Neither Boeing's engineers in Long Beach nor Lockheed's engineers in Marrietta have anything new in the pipeline. Sure, there's some paper drawings of stealthy tactical airlifters getting some buzz, but nothing within at least five to 10 years of coming to flying fruition.


So, both manufacturers decide to do what all US defense companies do in this situation: they go foreign!

Lockheed locks arms with the company they spurned more than 15 years before on a potential joint tanker bid. So the Lockheed/Airbus axis offers the USAF the in-production A400M, which of course will be assembled in Mobile or Marrietta (or both) and fitted with a new 10,000shp-class General Electric turboprop or the Pratt & Whitney PW800, which was actually the orignal A400M engine before "the Chirac affair".

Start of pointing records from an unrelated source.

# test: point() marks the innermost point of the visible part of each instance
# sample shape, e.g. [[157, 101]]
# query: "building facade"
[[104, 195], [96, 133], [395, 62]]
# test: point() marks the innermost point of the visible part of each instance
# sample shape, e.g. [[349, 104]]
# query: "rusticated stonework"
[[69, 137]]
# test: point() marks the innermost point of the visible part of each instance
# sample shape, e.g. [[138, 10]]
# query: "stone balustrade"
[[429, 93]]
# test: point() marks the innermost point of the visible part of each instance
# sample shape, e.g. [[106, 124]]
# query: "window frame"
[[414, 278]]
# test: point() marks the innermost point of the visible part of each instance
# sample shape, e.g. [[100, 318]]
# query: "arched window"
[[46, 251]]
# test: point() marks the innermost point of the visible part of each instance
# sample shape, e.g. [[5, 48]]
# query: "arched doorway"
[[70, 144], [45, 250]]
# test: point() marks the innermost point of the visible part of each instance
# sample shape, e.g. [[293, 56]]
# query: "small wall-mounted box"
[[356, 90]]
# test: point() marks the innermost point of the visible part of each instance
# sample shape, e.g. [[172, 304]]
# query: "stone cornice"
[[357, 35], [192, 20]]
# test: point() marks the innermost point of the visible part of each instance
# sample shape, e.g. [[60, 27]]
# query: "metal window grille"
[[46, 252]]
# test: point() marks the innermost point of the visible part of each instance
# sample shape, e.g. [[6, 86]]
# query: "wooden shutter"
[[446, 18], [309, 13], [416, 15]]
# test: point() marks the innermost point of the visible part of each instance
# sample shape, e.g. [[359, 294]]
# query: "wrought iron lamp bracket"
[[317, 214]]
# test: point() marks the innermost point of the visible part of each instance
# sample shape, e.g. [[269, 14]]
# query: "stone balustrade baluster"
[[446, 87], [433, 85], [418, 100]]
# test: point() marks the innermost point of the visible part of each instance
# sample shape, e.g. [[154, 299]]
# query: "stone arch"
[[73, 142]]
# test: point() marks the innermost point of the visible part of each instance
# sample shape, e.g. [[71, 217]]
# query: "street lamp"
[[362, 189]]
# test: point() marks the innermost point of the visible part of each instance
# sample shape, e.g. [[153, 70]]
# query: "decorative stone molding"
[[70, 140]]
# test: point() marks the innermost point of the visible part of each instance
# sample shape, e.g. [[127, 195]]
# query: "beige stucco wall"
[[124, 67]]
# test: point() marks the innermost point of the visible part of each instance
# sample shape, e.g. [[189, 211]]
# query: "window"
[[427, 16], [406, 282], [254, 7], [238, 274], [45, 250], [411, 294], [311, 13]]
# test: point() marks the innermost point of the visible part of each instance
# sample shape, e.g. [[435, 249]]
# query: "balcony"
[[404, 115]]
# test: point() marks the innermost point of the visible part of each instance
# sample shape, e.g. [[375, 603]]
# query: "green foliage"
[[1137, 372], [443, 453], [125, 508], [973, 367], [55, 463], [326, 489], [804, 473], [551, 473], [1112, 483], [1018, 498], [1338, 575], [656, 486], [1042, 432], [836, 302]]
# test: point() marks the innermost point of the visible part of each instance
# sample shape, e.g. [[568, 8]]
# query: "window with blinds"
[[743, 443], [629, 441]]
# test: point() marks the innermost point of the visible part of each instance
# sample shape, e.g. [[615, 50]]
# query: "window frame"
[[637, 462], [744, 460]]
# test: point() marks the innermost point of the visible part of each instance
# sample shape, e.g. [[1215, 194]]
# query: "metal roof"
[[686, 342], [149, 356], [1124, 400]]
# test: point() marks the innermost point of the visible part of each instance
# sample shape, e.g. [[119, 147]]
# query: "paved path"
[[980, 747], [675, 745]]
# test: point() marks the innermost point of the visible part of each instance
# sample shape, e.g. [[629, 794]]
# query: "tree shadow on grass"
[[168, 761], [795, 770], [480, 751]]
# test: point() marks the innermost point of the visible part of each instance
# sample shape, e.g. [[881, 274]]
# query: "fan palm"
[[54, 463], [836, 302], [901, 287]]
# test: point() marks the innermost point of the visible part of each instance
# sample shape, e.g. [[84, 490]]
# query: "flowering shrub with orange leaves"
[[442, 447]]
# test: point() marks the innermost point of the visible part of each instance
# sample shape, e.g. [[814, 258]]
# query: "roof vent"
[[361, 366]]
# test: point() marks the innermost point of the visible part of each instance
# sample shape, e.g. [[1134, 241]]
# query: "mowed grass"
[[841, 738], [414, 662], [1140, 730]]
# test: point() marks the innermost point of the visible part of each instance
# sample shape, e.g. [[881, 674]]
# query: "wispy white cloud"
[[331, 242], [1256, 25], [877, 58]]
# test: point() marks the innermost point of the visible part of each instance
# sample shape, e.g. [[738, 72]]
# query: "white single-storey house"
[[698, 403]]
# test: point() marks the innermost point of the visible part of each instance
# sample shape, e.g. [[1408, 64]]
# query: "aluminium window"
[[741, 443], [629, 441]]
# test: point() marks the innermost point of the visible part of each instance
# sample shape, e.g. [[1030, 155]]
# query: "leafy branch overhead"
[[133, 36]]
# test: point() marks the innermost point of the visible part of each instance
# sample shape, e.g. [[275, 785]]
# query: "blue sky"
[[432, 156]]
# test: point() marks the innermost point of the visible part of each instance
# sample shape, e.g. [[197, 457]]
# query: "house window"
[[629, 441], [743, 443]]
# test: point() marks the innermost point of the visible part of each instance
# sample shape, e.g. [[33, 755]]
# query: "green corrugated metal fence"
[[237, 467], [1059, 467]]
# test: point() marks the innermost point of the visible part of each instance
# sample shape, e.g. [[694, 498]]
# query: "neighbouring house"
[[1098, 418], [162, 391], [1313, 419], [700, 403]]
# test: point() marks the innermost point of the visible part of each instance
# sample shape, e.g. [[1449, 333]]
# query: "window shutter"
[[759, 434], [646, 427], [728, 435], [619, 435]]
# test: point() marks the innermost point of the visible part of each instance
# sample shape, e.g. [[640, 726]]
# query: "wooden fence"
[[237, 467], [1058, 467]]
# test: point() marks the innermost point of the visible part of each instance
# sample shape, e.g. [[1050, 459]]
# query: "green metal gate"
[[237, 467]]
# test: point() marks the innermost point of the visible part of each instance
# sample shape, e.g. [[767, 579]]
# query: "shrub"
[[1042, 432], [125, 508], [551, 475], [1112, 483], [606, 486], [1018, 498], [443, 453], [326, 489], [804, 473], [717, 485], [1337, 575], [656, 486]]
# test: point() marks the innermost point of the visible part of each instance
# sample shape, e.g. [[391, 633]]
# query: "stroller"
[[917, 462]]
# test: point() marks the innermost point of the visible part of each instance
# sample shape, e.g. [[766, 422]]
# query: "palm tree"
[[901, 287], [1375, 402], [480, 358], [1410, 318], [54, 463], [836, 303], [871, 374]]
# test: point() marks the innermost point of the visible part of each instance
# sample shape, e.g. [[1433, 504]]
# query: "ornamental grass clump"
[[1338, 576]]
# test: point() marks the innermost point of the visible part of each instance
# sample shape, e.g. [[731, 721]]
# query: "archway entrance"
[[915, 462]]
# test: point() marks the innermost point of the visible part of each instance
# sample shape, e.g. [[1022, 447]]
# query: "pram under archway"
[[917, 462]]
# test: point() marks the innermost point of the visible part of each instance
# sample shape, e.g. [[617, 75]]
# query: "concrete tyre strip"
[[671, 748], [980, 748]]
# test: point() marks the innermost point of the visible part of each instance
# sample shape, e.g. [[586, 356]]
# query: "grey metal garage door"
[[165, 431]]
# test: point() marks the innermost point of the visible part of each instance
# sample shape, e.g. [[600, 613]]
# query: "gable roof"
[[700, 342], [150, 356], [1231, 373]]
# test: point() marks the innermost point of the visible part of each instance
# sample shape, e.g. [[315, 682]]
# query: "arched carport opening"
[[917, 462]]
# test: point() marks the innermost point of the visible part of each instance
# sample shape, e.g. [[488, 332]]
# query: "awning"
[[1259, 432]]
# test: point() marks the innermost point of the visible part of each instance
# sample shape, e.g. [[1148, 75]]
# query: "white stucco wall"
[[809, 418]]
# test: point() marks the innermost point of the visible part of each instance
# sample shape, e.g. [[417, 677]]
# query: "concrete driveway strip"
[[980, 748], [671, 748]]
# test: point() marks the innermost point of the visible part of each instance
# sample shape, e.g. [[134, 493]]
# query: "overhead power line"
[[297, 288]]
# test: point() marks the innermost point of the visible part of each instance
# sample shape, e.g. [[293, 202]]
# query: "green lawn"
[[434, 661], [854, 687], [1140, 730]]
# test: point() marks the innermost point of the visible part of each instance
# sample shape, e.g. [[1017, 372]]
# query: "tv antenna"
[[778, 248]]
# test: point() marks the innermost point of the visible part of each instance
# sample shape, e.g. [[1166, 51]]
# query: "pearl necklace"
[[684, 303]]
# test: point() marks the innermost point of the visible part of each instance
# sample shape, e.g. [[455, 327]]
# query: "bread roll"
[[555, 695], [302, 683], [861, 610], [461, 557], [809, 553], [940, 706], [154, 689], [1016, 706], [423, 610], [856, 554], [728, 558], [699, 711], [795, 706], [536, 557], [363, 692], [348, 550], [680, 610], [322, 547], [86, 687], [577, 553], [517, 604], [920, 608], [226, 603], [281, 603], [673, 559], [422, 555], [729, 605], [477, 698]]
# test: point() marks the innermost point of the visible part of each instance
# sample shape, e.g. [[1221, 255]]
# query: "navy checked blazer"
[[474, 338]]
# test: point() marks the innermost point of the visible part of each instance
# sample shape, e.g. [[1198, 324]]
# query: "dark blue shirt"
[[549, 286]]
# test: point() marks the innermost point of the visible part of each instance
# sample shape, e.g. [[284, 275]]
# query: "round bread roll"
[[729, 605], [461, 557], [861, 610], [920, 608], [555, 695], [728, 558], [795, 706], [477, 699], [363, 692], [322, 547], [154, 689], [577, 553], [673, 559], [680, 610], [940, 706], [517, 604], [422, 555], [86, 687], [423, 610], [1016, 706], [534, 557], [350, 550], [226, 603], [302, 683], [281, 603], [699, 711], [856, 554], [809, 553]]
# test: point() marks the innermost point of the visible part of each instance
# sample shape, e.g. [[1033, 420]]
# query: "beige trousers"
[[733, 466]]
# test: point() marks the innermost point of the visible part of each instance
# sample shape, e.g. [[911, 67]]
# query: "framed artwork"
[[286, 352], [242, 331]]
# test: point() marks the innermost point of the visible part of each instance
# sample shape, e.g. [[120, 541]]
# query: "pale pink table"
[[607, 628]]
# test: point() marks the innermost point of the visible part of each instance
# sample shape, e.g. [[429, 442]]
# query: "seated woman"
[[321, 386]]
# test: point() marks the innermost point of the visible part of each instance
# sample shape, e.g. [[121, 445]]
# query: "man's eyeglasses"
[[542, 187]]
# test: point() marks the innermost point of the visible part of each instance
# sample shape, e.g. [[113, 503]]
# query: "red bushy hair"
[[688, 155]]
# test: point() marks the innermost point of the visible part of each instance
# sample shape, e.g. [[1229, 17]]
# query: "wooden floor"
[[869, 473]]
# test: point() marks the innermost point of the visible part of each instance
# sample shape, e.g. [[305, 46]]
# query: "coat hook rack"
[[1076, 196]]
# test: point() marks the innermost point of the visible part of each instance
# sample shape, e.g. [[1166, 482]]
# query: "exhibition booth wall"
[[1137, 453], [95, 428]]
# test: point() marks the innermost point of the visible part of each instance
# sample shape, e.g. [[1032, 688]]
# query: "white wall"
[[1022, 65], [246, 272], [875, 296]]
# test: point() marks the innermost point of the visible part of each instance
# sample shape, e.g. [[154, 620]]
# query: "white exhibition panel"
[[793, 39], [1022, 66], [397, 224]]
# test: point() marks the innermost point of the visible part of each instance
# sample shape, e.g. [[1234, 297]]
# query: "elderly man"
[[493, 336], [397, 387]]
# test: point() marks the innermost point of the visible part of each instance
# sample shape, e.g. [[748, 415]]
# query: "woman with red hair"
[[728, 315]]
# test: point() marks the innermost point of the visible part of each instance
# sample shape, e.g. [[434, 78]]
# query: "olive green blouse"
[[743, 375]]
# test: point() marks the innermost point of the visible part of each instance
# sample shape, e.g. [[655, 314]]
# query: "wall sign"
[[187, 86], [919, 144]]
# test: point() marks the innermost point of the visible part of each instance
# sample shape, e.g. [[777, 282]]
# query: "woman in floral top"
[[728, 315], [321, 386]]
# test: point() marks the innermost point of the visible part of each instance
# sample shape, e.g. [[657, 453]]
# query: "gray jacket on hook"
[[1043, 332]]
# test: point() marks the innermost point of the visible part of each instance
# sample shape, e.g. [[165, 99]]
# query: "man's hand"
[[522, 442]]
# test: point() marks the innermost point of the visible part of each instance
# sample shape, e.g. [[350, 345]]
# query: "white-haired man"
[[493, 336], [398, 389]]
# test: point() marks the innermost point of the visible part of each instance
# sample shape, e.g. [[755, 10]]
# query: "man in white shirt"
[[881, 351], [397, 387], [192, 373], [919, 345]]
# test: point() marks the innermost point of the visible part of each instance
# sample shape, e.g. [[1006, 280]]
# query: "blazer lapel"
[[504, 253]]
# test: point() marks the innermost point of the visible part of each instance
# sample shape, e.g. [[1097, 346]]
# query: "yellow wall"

Boeing, which will never partner with the likes of Airbus, has to be more clever. They decide to link up with the manufacturer they briefly considered for a Joint Cargo Aircraft bid: Ukraine's Antonov! The AN-70 is a rugged beast of an airframe, and Boeing's engineers believe they can smooth out its aerodynamic and mechanical quirks. Boeing parks the new AN-70 assembly line somewhere in the US southeast, with Charleston (South Carolina), Jacksonville or San Antonio on the shortlist.